The study represents a milestone in acknowledging the reality of portfolio management in German companies. For the first time, we can name clear factors and factorial groups positively influencing existing portfolio maturity. We now have four clusters of portfolio management user types that allow selective self-assessment, and building on this, we allow for a development towards higher maturity.
A large, promising area for further research and practical trials remains and is valuable for further investigation. Without having discussed it further in this study, we are sure of having found different types of portfolio management users separated by content. One possible result could be that we investigated different portfolio processes during the study, which we can no longer separate, e.g., a more strategic (verbal, visual, collaborative) or a more controlling-oriented (process-based, data-orientated, operational) PPM process. Answers to these questions would be of great interest to software integrators and developers, as it would fundamentally change the way they construct their concepts, processes and graphical user interfaces. How can mathematical-analytic procedures be made more approachable than they are today? How could the commonly practiced communicative use of portfolio management be used to further support R&D guidance?

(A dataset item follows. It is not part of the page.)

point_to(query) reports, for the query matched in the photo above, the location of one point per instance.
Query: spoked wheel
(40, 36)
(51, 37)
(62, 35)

Portfolio management will continue to play a very large, and probably even larger role in product development. The continuing professionalization is therefore in everyone’s best interest, as the products and services it facilitates, or the termination of economically insensible projects, whose resources could better be used elsewhere, are important and valuable to all of us. From the perspective of those companies conducting research and development, portfolio management is a discipline every company can improve in. One finding of this study is that there is no one company which, measured by the boundaries of possibility, is doing a perfect job.